I felt guilty and offered up my excuse: "I didn't see you." The defense rests.

"Jus' 'cause you a cop, don't mean you can go an' plow poor folks down."

"You were jaywalking. You're supposed to cross in the crosswalks. Section P-dash-one-oh-six of the motor vehicle code. Look it up." The last thing I needed was a frivolous lawsuit from this guy.

"You just an A-train hard-ass out here gorillin' and Godzillin'.

But you ain't helpin' nobody. Hit my black ass and now I'm the damn problem?"

He tried to stand up, but he was half lit and fell to his right, instinctively putting his bad wrist down to break his fall. He shrieked when his hand touched the ground, falling awkwardly onto his shoulder. Again, I tried to help him, but he knocked me back with the sleeve of his good arm, then whined and moaned for about two more minutes.

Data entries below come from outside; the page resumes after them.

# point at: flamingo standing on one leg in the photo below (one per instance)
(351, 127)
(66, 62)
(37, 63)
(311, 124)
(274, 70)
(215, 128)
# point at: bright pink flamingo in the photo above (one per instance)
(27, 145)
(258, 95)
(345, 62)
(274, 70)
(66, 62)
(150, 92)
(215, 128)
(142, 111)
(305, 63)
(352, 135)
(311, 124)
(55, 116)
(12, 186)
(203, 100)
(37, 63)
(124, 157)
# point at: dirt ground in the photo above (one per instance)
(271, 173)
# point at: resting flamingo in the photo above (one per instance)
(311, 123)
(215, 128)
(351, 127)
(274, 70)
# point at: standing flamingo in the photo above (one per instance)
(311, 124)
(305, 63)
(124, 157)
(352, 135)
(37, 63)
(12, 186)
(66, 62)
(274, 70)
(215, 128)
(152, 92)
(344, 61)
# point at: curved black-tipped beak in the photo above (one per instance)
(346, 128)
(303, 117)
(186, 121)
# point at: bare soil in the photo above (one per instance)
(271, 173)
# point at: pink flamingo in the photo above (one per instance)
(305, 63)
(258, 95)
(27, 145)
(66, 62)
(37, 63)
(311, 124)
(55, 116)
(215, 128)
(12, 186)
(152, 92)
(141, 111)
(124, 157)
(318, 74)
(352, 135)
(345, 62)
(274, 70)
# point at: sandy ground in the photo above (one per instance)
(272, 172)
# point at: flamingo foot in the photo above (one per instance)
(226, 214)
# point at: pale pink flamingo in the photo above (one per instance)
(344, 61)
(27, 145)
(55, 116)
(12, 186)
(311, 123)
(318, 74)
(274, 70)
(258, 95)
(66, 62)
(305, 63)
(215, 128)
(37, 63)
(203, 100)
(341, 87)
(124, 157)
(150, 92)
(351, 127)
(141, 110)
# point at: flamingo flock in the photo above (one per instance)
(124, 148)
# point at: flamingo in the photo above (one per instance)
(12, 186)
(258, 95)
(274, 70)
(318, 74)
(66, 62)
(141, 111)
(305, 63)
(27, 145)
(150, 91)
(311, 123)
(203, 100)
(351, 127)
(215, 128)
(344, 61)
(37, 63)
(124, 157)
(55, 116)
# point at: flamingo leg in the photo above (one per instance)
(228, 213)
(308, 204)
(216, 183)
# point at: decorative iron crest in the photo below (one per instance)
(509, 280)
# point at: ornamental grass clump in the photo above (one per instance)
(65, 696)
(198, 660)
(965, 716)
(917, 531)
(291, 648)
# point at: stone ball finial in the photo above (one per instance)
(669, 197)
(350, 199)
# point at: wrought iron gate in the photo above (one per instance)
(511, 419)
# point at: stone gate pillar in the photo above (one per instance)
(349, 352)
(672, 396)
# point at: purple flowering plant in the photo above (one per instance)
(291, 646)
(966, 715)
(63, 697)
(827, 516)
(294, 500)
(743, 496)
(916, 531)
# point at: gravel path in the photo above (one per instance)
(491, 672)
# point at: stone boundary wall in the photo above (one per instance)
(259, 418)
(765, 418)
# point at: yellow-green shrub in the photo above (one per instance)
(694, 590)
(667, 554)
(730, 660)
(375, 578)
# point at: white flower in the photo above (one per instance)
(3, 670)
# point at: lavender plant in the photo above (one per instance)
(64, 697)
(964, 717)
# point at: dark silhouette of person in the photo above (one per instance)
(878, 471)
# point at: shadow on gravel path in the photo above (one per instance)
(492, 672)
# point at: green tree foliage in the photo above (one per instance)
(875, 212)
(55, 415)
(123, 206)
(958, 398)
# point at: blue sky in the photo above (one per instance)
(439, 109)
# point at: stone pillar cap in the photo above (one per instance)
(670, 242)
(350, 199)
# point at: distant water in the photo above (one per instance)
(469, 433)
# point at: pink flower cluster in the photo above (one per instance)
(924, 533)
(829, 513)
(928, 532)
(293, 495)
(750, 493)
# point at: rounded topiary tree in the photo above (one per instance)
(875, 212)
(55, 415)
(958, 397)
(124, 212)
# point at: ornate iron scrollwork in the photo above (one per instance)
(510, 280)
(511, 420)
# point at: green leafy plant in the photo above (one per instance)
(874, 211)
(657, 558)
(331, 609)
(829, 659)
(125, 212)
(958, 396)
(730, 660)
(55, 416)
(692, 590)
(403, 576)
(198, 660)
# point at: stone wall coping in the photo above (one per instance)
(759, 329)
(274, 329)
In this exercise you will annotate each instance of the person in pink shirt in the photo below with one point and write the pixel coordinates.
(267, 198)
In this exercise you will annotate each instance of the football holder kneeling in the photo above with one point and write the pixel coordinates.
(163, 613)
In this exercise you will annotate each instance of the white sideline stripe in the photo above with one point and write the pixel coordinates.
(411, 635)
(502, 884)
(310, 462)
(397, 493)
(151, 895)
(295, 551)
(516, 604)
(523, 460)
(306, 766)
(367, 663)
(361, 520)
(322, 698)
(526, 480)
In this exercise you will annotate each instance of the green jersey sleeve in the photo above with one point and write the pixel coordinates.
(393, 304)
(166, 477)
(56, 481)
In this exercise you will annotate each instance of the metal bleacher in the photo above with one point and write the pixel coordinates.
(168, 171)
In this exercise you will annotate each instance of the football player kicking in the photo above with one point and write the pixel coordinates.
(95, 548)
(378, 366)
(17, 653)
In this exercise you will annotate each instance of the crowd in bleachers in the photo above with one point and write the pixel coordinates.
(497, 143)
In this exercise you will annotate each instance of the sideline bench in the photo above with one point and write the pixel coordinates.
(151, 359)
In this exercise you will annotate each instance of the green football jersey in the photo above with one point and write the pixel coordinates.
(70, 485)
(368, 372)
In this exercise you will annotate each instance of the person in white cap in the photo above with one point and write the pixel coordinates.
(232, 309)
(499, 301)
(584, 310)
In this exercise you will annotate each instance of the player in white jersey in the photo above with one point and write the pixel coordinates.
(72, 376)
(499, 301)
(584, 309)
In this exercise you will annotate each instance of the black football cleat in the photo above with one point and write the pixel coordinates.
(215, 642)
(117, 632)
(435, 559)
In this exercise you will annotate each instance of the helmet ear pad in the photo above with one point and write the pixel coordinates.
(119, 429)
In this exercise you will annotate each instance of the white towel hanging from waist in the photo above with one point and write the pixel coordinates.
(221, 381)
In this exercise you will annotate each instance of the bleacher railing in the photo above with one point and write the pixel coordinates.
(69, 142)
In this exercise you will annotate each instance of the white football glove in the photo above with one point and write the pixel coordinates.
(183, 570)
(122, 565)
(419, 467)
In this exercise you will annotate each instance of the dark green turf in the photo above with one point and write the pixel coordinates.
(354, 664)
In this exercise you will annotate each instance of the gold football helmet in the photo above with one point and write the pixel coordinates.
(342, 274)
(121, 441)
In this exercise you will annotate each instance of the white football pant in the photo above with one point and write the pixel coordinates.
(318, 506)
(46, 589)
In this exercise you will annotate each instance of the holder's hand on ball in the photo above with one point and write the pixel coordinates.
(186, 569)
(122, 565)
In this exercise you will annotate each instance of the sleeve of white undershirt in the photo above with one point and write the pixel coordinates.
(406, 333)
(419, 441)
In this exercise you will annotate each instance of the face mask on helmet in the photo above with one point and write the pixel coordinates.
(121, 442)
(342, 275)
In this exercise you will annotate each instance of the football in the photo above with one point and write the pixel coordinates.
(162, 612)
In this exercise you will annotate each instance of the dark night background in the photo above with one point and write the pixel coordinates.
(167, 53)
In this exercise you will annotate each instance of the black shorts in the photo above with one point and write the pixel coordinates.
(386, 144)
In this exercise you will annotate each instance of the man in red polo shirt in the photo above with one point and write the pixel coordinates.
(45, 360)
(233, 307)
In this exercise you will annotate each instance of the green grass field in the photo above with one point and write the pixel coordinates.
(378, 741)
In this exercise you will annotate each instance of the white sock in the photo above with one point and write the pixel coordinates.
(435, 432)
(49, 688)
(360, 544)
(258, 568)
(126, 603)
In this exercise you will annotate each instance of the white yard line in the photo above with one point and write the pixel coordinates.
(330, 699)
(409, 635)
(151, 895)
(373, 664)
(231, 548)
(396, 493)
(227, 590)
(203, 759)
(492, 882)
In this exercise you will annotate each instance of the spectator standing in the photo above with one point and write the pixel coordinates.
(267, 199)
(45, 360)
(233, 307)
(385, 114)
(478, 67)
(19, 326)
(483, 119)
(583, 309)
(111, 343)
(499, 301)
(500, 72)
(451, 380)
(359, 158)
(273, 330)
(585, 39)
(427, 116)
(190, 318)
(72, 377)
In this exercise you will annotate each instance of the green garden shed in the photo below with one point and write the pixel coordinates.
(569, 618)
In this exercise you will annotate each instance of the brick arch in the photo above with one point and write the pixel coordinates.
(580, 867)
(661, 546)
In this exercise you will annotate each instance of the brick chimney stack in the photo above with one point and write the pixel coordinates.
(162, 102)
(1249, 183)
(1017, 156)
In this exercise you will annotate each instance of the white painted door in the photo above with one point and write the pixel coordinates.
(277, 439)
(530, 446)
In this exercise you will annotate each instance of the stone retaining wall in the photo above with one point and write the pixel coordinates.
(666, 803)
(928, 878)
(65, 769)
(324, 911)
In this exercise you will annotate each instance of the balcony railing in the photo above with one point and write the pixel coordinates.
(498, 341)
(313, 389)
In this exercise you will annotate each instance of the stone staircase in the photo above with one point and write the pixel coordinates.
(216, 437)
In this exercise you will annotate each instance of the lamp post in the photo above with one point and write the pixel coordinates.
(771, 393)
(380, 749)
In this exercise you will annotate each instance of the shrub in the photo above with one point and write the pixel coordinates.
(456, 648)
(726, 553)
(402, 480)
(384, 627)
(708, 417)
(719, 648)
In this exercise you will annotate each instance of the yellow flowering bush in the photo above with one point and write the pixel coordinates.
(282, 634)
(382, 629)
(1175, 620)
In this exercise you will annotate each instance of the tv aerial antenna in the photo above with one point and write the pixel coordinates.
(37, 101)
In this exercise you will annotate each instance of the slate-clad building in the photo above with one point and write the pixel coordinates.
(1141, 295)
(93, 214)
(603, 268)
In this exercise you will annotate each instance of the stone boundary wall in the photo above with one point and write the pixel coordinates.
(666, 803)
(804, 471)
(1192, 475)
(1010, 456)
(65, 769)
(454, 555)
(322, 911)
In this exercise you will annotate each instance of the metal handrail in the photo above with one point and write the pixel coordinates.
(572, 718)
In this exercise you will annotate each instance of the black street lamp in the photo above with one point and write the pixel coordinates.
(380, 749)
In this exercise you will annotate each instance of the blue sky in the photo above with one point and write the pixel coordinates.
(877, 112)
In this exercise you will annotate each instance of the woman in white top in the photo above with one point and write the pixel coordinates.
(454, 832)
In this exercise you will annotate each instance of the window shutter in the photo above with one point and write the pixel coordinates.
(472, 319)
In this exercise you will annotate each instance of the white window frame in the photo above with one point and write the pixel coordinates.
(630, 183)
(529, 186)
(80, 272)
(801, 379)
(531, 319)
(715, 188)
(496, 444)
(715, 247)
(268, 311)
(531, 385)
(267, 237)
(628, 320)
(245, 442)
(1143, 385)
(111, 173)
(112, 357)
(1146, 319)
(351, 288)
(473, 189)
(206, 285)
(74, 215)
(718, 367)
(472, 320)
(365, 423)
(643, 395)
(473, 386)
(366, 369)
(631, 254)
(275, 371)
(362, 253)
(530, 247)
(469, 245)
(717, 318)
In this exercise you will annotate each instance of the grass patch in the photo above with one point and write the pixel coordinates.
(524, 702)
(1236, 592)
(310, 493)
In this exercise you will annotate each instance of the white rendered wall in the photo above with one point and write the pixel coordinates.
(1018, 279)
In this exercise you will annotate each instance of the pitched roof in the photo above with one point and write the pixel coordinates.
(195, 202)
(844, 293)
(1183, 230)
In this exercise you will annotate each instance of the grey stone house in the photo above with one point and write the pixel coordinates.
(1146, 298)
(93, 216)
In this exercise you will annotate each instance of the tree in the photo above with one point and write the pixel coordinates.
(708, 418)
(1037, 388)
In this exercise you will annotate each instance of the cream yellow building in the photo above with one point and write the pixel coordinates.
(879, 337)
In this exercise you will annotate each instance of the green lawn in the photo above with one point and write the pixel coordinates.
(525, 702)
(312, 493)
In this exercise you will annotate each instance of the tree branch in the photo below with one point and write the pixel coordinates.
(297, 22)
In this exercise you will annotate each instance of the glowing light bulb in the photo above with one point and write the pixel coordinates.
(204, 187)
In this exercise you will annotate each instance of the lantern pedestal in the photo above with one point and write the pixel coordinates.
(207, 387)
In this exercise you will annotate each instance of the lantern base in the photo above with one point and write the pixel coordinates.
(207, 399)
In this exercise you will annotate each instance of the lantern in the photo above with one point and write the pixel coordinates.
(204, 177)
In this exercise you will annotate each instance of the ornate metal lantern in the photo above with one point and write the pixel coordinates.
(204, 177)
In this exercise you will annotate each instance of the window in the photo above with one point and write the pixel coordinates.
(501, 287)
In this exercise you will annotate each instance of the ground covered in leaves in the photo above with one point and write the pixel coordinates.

"I'll take you to the hospital."

"They ain't gonna do nothin'. One look at me and I get the nigga chute."

"I'll pay for it. We'll get your wrist set. It looks broken."

"Damn right, it's broken." And now a crafty look crept up onto his face, filling his dark eyes like bilge water. "Think you can just plow folks down, then back over twice to finish the job. But this here kinda brutality got big economic consequences."

"I didn't back over you twice. And you were breaking the law. You can't cross in the middle of the block, buddy."

"Who cares what you say? You jus' talkin' shit an' swallowin' spit."

Quality discourse. Next, we had an extensive discussion over what to do with his Safeway cart.

"I leave it out here it gets jack-rolled by them Quality-of-Life criminals from the Nickel," he whined.

"I'm not putting all that junk in the back of my clean car," I defended.